Students under these visas are labeled as “Eligible Non-Citizens.”
Students say the downfall of the academic visas is they allow employment, but are focused on academics.
Students credit the range of opportunities here in the U.S. as why they come abroad. But they also blame the U.S. for the amount of debt they accumulate, especially with the lack of scholarships
In the USAToday article, student Joanne Wu lamented that without scholarships — which are often given based on need — international students are forced to fund their life in the U.S. on their own, or apply for assistance from their home government.
Many students who decide to study in the U.S. have the option of applying for financial aid from their home government or from an organization affiliated with their government. NAFSA reports that organizations such as The Organization of American States, offer ‘interest-free’ loans to students hailing from the Caribbean or Latin America, who enter the United States under a F-1 visa, towards their time spent in the states studying.
GoAbroad.com notes that, International students are also unskilled at managing their money, especially with understanding how student loans work and that they are unlikely to qualify for those loans. How tuition is distributed, the U.S. legal system, and their rights and restrictions as non-citizens are also mostly unknown to them.
The average international student could pay about $35,000 if they choose to study at a private institution, and according to study abroad site InfoZee, these student could pay an additional $900-$1000 on other living expenses each year.
The frustrating part of this is the question of will a degree from an American school pay off in the long run? Will they get a job after graduating? Will they return home?
International students bring in about $30 billion to the U.S., a number that is quickly rising.

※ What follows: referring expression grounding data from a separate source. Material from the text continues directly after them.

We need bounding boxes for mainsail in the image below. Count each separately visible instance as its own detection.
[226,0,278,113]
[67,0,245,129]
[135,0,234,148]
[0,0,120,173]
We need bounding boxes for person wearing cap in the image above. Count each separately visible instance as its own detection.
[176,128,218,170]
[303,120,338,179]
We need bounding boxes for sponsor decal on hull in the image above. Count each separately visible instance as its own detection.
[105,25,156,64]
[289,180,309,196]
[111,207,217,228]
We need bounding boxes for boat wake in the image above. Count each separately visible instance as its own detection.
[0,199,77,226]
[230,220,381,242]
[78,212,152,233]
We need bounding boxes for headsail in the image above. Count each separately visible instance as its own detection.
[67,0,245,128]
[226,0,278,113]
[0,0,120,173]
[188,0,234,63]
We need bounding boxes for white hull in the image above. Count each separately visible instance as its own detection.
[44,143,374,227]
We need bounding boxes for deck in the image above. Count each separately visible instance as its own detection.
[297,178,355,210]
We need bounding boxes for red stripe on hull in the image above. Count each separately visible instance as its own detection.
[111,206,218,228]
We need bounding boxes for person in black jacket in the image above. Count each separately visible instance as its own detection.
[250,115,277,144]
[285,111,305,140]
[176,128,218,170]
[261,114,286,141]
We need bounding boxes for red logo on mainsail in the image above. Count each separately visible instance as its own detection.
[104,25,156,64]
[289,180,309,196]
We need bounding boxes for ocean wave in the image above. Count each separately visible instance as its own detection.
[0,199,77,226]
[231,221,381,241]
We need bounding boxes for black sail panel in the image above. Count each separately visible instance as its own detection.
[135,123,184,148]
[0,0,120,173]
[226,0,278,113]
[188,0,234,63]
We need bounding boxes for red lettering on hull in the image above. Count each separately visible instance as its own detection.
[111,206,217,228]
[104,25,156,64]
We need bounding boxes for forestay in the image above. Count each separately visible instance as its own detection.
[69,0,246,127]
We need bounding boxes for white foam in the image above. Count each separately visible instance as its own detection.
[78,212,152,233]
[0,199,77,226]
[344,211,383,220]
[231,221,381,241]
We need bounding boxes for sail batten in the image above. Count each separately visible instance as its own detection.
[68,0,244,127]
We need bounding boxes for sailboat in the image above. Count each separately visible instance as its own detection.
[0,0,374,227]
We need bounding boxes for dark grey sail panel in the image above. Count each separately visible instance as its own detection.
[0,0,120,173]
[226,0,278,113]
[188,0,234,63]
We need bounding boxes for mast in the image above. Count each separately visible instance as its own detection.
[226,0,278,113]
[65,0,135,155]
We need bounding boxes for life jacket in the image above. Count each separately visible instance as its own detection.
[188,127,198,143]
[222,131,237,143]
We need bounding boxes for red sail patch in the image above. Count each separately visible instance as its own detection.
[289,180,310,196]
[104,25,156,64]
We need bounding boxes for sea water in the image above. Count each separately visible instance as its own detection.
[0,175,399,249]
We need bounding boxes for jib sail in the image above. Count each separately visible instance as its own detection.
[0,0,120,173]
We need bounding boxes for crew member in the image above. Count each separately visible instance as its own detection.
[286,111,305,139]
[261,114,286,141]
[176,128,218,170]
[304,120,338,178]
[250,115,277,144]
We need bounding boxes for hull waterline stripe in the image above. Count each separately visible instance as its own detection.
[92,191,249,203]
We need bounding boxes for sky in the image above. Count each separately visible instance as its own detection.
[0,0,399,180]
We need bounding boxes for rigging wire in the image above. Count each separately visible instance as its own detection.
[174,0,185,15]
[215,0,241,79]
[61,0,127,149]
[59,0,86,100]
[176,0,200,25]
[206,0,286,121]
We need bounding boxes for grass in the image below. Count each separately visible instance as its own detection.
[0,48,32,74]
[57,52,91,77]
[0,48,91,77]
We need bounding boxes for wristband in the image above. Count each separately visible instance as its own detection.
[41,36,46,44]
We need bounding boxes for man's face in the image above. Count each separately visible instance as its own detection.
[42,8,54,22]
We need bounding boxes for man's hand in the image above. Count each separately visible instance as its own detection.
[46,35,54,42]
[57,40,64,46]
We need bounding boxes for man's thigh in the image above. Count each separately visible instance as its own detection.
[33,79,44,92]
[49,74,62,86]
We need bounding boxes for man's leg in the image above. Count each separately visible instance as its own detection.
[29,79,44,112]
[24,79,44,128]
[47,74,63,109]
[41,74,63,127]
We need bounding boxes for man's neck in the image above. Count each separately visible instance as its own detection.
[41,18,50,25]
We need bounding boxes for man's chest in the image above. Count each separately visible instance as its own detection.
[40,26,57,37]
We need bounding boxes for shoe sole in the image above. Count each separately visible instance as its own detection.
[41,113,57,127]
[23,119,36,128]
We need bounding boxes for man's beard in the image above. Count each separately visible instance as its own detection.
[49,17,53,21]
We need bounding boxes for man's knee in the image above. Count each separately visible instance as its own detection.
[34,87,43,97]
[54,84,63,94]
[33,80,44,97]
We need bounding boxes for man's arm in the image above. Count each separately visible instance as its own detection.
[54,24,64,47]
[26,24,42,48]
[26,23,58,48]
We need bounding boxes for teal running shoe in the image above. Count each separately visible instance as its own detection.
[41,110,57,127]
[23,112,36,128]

Many international students have voiced their appreciation for the opportunity to study in the US, and the possibility of some day acquiring a job, but the overall perk of studying in the US is the education, along with experience and the lifelong benefits that come with it, such as cultural experience, development of relationships and personal growth.
The only way to properly assist international students with maintaining life in the US would be to prove to them that their hard work is worth it in the long run. According another USAToday article, the best way to do so is ensuring that the student has applied for all the correct aids and financial assistance opportunities offered and that their visa qualifies them for employment in the US.
Ultimately, international students will find success in studying in the United States, if they received proper support, whether it is from their government, or from a sponsor.